40 | Role of glucocorticoids in cancer cachexia: focus on lipocalin 2 and iron homeostasis

Cachexia is a severe wasting syndrome characterized by profound skeletal muscle atrophy that significantly contributes to mortality across various diseases, including cancer. However, its underlying mechanisms remain poorly understood. We previously identified major alterations of iron metabolism in the skeletal muscle of cachectic tumor-bearing mice and in particular a decrease in mitochondrial iron content, resulting in mitochondrial dysfunction. Lipocalin 2 (LCN2), an iron-chelating protein, has been identified as one of the most upregulated genes in various models of skeletal muscle atrophy.
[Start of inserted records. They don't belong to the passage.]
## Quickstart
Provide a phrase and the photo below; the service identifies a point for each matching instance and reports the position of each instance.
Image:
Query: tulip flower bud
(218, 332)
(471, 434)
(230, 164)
Being known the role of glucocorticoids in muscle wasting and that LCN2 is a transcriptional target of the glucocorticoid receptor (GR), we hypothesized its involvement in the dysregulation of iron metabolism during muscle wasting. Firstly, we confirmed the increased expression of LCN2 in the skeletal muscle of both C26 tumor-bearing mice and dexamethasone-treated mice, recapitulating the cachectic phenotype. Consistently, in vitro LCN2 overexpression induced a significant reduction in C2C12 myotube diameter and, oppositely, its silencing was sufficient to prevent dexamethasone-induced atrophy. Moreover, iron supplementation prevented glucocorticoid-induced atrophy in vitro and mitigated the cachectic phenotype in our two mouse models. Importantly, local expression of LCN2 promoted markers of iron deprivation in vivo. These results suggest that iron metabolism acts as a key contributor to skeletal muscle atrophy. Our findings shed light on both cancer and glucocorticoid-induced skeletal muscle wasting mechanisms, highlighting LCN2 as a potential therapeutic target for muscle wasting diseases.